Reasons for removal:

  1. No actual functionality: This parameter does not implement the "insert-only" semantics (such as INSERT IGNORE or ON CONFLICT DO NOTHING). It simply changes the upsert executor to a plain INSERT executor, which causes
    primary key conflicts when the record already exists.
  2. Redundant complexity:
    - When primary_keys is not configured: The system uses simple INSERT directly; this parameter is not needed.
    - When primary_keys is configured: The upsert mode handles CDC operations (INSERT/UPDATE/DELETE). Setting support_upsert_by_insert_only=true causes UPDATE_AFTER operations to execute INSERT, leading to primary key violation errors.
  3. No documentation: The parameter is not documented in JdbcSink docs (only referenced in RedshiftSink as an inherited option without explanation).

The correct way to achieve "insert-only without update" behavior is to disable upsert mode, not to use this parameter.

@chl-wxp chl-wxp marked this pull request as ready for review May 18, 2026 03:52
@nzw921rx
Copy link
Copy Markdown
Collaborator

@chl-wxp Hello, may I ask why this parameter is being cleared? It seems to be an entry that only wants to insert and not update?

@chl-wxp
Copy link
Copy Markdown
Member Author

chl-wxp commented May 18, 2026

@chl-wxp Hello, may I ask why this parameter is being cleared?
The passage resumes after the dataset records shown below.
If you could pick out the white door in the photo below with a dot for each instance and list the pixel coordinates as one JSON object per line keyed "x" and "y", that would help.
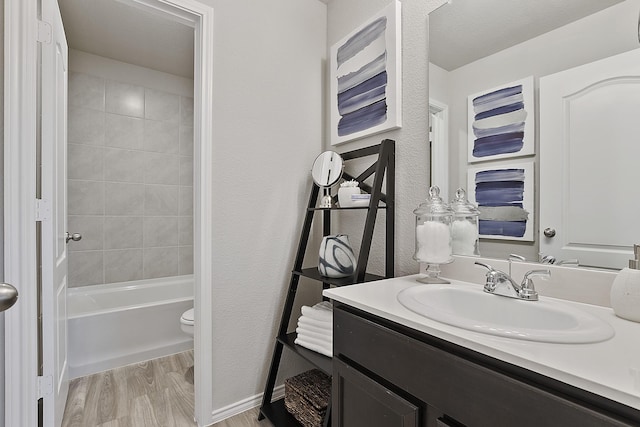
{"x": 54, "y": 215}
{"x": 589, "y": 161}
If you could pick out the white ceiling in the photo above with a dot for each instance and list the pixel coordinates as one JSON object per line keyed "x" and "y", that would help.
{"x": 114, "y": 30}
{"x": 460, "y": 32}
{"x": 467, "y": 30}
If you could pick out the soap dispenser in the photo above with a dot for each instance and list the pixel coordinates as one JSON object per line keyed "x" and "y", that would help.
{"x": 625, "y": 291}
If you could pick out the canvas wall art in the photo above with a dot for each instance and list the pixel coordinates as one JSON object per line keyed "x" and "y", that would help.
{"x": 366, "y": 78}
{"x": 501, "y": 122}
{"x": 505, "y": 199}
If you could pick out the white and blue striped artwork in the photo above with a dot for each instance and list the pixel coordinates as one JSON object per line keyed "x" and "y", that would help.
{"x": 366, "y": 78}
{"x": 502, "y": 122}
{"x": 505, "y": 198}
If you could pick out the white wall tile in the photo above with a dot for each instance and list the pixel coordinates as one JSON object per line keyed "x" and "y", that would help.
{"x": 124, "y": 132}
{"x": 84, "y": 162}
{"x": 160, "y": 262}
{"x": 85, "y": 126}
{"x": 86, "y": 91}
{"x": 160, "y": 200}
{"x": 122, "y": 265}
{"x": 160, "y": 231}
{"x": 125, "y": 99}
{"x": 124, "y": 199}
{"x": 160, "y": 105}
{"x": 185, "y": 260}
{"x": 85, "y": 268}
{"x": 185, "y": 230}
{"x": 123, "y": 165}
{"x": 186, "y": 111}
{"x": 186, "y": 140}
{"x": 85, "y": 197}
{"x": 91, "y": 229}
{"x": 131, "y": 176}
{"x": 186, "y": 170}
{"x": 161, "y": 169}
{"x": 186, "y": 201}
{"x": 122, "y": 232}
{"x": 161, "y": 137}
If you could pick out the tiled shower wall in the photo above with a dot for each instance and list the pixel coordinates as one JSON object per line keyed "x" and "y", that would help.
{"x": 130, "y": 187}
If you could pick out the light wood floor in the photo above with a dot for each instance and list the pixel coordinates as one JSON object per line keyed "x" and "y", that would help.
{"x": 148, "y": 394}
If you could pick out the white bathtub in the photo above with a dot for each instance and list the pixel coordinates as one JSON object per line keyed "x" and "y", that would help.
{"x": 118, "y": 324}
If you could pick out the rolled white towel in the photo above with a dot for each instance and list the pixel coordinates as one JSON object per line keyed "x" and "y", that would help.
{"x": 318, "y": 347}
{"x": 307, "y": 333}
{"x": 320, "y": 324}
{"x": 324, "y": 305}
{"x": 318, "y": 313}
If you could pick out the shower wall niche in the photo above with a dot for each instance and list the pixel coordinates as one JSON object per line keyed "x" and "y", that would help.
{"x": 130, "y": 172}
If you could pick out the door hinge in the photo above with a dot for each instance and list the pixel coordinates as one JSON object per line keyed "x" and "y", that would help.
{"x": 44, "y": 32}
{"x": 43, "y": 209}
{"x": 45, "y": 386}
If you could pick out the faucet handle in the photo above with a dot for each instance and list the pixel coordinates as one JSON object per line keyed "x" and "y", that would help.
{"x": 527, "y": 289}
{"x": 492, "y": 277}
{"x": 487, "y": 266}
{"x": 516, "y": 257}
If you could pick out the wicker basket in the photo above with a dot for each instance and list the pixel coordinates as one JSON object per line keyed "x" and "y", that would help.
{"x": 306, "y": 397}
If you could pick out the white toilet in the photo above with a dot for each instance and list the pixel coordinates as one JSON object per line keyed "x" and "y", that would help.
{"x": 186, "y": 322}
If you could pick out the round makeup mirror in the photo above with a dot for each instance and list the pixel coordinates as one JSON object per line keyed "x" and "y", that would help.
{"x": 327, "y": 169}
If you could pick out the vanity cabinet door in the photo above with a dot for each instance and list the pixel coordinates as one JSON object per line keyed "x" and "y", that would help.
{"x": 358, "y": 401}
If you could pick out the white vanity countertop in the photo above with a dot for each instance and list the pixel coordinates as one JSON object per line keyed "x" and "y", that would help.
{"x": 610, "y": 368}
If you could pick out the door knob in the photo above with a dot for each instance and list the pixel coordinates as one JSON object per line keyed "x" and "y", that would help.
{"x": 76, "y": 237}
{"x": 8, "y": 296}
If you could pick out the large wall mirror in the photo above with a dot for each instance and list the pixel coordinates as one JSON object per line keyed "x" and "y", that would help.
{"x": 584, "y": 58}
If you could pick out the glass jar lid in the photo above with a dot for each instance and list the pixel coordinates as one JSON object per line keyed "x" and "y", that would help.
{"x": 434, "y": 205}
{"x": 461, "y": 206}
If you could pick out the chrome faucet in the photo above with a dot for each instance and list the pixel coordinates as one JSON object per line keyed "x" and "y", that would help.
{"x": 500, "y": 283}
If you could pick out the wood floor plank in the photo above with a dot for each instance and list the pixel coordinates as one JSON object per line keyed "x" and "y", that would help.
{"x": 153, "y": 393}
{"x": 74, "y": 410}
{"x": 142, "y": 412}
{"x": 107, "y": 399}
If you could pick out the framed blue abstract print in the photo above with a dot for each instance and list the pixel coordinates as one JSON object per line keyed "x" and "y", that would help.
{"x": 366, "y": 78}
{"x": 505, "y": 197}
{"x": 501, "y": 122}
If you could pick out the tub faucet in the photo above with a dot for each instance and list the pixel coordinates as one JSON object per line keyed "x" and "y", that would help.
{"x": 500, "y": 283}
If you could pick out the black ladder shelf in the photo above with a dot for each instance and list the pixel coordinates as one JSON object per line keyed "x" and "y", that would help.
{"x": 383, "y": 167}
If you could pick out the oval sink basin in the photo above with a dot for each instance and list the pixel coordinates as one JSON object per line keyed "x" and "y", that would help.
{"x": 471, "y": 308}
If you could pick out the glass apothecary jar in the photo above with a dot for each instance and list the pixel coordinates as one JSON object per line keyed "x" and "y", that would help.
{"x": 464, "y": 228}
{"x": 433, "y": 235}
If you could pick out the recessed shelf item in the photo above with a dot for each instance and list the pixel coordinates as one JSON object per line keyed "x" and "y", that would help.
{"x": 382, "y": 170}
{"x": 316, "y": 359}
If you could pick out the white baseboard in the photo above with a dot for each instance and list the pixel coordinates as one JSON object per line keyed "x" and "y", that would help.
{"x": 244, "y": 405}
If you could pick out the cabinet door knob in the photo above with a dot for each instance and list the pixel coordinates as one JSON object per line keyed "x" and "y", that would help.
{"x": 8, "y": 296}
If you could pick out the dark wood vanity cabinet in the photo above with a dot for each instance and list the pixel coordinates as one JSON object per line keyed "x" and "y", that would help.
{"x": 388, "y": 375}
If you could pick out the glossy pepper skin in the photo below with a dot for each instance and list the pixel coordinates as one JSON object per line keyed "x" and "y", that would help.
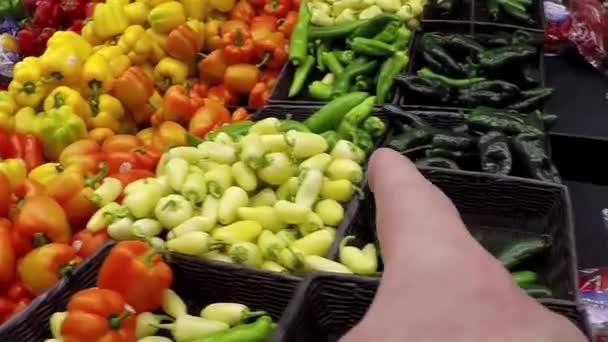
{"x": 105, "y": 314}
{"x": 44, "y": 266}
{"x": 138, "y": 273}
{"x": 26, "y": 88}
{"x": 40, "y": 220}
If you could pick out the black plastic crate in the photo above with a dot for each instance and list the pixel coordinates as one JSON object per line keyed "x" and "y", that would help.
{"x": 498, "y": 210}
{"x": 327, "y": 306}
{"x": 405, "y": 99}
{"x": 536, "y": 10}
{"x": 198, "y": 282}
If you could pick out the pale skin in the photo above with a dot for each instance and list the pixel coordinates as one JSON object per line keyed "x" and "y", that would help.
{"x": 439, "y": 284}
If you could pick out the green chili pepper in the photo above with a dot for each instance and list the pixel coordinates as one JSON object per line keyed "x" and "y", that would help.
{"x": 371, "y": 47}
{"x": 330, "y": 115}
{"x": 524, "y": 278}
{"x": 336, "y": 31}
{"x": 345, "y": 56}
{"x": 499, "y": 57}
{"x": 259, "y": 331}
{"x": 298, "y": 43}
{"x": 392, "y": 67}
{"x": 374, "y": 25}
{"x": 447, "y": 81}
{"x": 360, "y": 66}
{"x": 495, "y": 153}
{"x": 519, "y": 251}
{"x": 332, "y": 63}
{"x": 235, "y": 130}
{"x": 300, "y": 76}
{"x": 530, "y": 148}
{"x": 539, "y": 291}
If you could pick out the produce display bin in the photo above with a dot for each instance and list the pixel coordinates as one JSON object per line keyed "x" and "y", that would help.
{"x": 406, "y": 100}
{"x": 327, "y": 305}
{"x": 198, "y": 282}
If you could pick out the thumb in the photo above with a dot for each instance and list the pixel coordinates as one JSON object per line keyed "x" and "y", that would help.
{"x": 413, "y": 216}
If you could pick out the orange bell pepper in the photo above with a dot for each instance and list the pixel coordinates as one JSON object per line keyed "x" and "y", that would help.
{"x": 222, "y": 94}
{"x": 5, "y": 195}
{"x": 43, "y": 267}
{"x": 182, "y": 43}
{"x": 242, "y": 11}
{"x": 7, "y": 254}
{"x": 211, "y": 68}
{"x": 73, "y": 192}
{"x": 84, "y": 155}
{"x": 271, "y": 52}
{"x": 262, "y": 26}
{"x": 180, "y": 103}
{"x": 287, "y": 24}
{"x": 86, "y": 243}
{"x": 98, "y": 314}
{"x": 40, "y": 220}
{"x": 238, "y": 46}
{"x": 168, "y": 134}
{"x": 133, "y": 88}
{"x": 241, "y": 78}
{"x": 121, "y": 143}
{"x": 212, "y": 115}
{"x": 138, "y": 273}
It seems to be an entry that only wants to insert and not update?

Thank you for your review. When I reviewed the code, I found that the final behavior controlled by the parameter support_upsert_by_insert_only is to insert data using insert syntax. When we want to achieve this goal, we only need to set the parameter enable_upsert to false. Another very important point is that there is no introduction to the support_upsert_by_insert_only parameter in earlier versions.

@nzw921rx
Copy link
Copy Markdown
Collaborator

@chl-wxp Hello, may I ask why this parameter is being cleared? It seems to be an entry that only wants to insert and not update?
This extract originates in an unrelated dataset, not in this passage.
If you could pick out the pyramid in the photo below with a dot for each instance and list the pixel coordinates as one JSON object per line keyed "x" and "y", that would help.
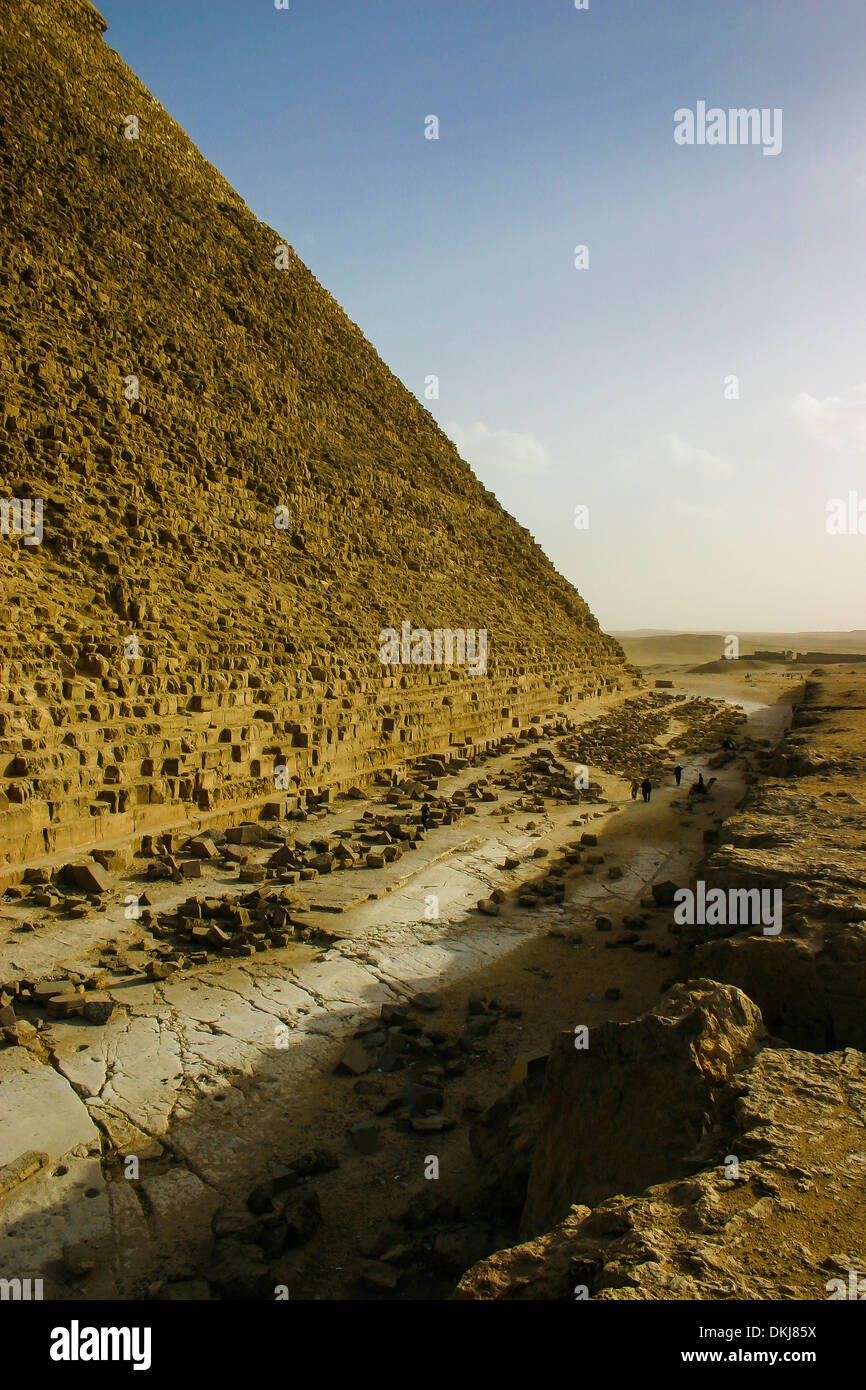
{"x": 214, "y": 496}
Thank you for your review. When I reviewed the code, I found that the final behavior controlled by the parameter support_upsert_by_insert_only is to insert data using insert syntax. When we want to achieve this goal, we only need to set the parameter enable_upsert to false. Another very important point is that there is no introduction to the support_upsert_by_insert_only parameter in earlier versions.

@chl-wxp Thank you for your clarification. I still have the following concerns

  • When enable_upsert = false, the semantics and behavior of createInsertOrUpdateExecutor differ from those of createInsertOnlyExecutor.
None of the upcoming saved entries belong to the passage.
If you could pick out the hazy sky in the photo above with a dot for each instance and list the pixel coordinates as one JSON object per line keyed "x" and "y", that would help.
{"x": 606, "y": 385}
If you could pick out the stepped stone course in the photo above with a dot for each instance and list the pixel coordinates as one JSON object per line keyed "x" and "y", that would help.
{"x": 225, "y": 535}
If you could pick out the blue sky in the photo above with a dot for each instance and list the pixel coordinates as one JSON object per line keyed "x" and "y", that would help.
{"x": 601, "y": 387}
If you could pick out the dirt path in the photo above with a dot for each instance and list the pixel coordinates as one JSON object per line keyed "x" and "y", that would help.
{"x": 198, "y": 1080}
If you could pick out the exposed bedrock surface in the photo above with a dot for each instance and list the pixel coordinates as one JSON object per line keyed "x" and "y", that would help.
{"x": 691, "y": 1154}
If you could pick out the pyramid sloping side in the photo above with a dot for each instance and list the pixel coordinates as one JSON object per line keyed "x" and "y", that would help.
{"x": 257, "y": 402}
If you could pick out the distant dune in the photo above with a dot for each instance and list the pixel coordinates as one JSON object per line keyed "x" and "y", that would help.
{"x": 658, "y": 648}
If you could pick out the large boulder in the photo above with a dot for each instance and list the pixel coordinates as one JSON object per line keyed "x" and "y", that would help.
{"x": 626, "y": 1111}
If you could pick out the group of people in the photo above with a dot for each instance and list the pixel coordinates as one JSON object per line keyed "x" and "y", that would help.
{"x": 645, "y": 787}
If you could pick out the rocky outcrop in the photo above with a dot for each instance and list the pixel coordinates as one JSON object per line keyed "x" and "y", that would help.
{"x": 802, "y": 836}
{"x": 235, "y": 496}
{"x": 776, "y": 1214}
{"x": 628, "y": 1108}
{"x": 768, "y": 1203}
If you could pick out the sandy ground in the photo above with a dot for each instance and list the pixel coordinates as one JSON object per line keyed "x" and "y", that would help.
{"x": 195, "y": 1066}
  • There has been a continued compatibility impact for users of this parameter. Since the support_upsert-by_insert_only parameter was not available in early versions, we cannot rule out the possibility that some users depended on it. This may lead to unexpected behavior for these users after upgrading.

private static JdbcBatchStatementExecutor<SeaTunnelRow> createUpsertExecutor(
            JdbcDialect dialect,
            String database,
            String table,
            TableSchema tableSchema,
            TableSchema databaseTableSchema,
            String[] pkNames,
            TableSchema pkTableSchema,
            Function<SeaTunnelRow, SeaTunnelRow> keyExtractor,
            boolean enableUpsert,
            boolean isPrimaryKeyUpdated,
            boolean supportUpsertByInsertOnly) {
        if (supportUpsertByInsertOnly) {
            return createInsertOnlyExecutor(
                    dialect, database, table, tableSchema, databaseTableSchema);
        }
        if (enableUpsert) {
            Optional<String> upsertSQL =
                    dialect.getUpsertStatementByTableSchema(database, table, tableSchema, pkNames);
            if (upsertSQL.isPresent()) {
                return createSimpleExecutor(
                        upsertSQL.get(),
                        tableSchema,
                        databaseTableSchema,
                        dialect.getRowConverter());
            }
            return createInsertOrUpdateByQueryExecutor(
                    dialect,
                    database,
                    table,
                    tableSchema,
                    databaseTableSchema,
                    pkNames,
                    pkTableSchema,
                    keyExtractor,
                    isPrimaryKeyUpdated);
        }
        return createInsertOrUpdateExecutor(
                dialect,
                database,
                table,
                tableSchema,
                databaseTableSchema,
                pkNames,
                isPrimaryKeyUpdated);
    }

Copy link
Copy Markdown
Contributor

@DanielLeens DanielLeens left a comment

Choose a reason for hiding this comment

The reason will be displayed to describe this comment to others. Learn more.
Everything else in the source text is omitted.